No jugará Lenglet, que vio la quinta cartulina amarilla y cumplirá la preceptiva sanción. Se supone que lo hará en su lugar Umtiti, el cual necesita minutos después del largo ostracismo por su lesión rotular, subsanada en no se sabe qué grado, fuera de los quirófanos.

Segundas opciones con cachet de titulares son Semedo, Arturo Vidal, Coutinho, Aleñá y el propio Umtiti, al que su compatriota Lenglet ha rebasado. Alguno de ellos se colará en el once titular, pero no todos, para no desnaturalizar el equipo.

El entrenador Michel jugará muy probablemente con tres centrales, Gálvez, Velázquez y el ex espanyolista Amat, dibujo al que le cuesta más a los blaugranas superar. Arriba, habrá que vigilar las evoluciones de Raúl de Tomás, con buen manejo del cuero y goleador, de la escuela de Valdebebas y cedido por el Real Madrid y que, por la “táctica del miedo”, no puede enfrentarse a los blancos, en una inadmisible truculencia reglamentaria que desvirtúa la equidad competitiva.
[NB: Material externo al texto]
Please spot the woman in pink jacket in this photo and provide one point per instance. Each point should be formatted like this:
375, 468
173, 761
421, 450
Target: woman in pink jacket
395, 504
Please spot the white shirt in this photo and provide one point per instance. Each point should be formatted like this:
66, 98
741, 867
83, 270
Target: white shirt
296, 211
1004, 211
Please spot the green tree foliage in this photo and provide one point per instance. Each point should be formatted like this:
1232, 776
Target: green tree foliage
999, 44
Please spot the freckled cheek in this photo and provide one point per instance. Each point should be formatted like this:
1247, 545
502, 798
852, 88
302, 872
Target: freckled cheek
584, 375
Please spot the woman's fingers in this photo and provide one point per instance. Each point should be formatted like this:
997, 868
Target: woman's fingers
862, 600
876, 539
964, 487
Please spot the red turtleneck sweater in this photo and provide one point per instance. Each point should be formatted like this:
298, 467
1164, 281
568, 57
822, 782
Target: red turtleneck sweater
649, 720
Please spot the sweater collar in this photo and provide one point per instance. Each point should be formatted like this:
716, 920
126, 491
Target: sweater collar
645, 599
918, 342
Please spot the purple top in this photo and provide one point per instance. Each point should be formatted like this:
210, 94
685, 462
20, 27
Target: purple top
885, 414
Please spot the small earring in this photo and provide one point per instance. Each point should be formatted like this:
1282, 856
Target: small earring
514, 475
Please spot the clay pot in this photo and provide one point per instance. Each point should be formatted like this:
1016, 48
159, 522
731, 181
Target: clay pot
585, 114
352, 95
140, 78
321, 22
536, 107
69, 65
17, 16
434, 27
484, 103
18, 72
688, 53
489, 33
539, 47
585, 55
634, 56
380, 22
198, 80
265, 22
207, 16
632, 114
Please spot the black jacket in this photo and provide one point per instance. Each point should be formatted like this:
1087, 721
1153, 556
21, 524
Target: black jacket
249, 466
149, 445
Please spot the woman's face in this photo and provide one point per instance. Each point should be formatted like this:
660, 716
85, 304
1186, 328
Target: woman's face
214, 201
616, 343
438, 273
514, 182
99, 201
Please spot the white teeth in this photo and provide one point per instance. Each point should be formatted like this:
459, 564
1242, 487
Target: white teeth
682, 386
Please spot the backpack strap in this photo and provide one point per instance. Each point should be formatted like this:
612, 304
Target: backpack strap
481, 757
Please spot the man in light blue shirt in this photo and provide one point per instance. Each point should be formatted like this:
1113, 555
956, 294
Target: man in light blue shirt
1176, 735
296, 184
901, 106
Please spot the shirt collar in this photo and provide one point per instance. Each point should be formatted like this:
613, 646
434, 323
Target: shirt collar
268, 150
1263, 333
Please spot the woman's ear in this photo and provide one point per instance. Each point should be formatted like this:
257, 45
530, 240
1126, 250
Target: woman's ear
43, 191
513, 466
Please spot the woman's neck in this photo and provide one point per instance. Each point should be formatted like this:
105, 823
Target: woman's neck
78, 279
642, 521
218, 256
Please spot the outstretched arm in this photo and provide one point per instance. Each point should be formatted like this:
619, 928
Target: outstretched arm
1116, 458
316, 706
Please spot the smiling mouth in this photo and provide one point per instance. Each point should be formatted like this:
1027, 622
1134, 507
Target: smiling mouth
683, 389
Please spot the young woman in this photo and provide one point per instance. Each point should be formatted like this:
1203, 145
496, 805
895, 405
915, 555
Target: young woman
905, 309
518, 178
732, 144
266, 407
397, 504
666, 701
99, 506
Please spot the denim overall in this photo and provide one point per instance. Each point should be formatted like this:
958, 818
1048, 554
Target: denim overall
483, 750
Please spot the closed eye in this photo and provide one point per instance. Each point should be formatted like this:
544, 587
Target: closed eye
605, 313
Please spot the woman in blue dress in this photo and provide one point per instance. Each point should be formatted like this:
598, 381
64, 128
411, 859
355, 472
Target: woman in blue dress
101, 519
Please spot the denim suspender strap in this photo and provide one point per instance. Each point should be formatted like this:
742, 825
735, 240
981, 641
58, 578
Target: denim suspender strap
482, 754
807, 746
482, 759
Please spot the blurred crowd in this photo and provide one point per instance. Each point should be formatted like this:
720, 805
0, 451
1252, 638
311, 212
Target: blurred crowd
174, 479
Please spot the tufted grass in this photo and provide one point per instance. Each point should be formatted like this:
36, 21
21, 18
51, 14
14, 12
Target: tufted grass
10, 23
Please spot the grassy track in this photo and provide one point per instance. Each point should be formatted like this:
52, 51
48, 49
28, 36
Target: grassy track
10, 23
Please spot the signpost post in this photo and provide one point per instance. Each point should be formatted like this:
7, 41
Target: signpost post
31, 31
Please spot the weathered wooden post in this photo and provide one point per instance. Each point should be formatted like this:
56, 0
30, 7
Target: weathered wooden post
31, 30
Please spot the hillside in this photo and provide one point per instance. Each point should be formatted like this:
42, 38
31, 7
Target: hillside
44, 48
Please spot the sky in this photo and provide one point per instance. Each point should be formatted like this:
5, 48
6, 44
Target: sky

El FC Barcelona deberá perseverar en la presión alta que ahogue la salida del balón de la defensa visitante. Importante será conseguir ventaja para administrar juego y marcador hacia una victoria sin sobresaltos. Los últimos resultados domésticos no son favorables, pues registran las igualadas ante el Valencia en liga y Real Madrid en la Copa (volteada en la vuelta 0-3) y la pírrica victoria ante el Valladolid por uno a cero, en gol encajado por Masip de pena máxima.

Antes de la contienda en el Camp Nou, el Atlético habrá jugado en el Wanda Metropolitano, en duelo regional ante el Leganés, que también libra, como el Rayo, la batalla de la lucha por la salvación. Un hipotético pinchazo, no debería ser razón para relajación alguna. Todo apunta a una jornada de transición. Al socio aficionado culé le toca ver en el Estadi un partido sin sobresaltos, “sense patiment” (sin sufrimientos). O así piensa nuestra pluma.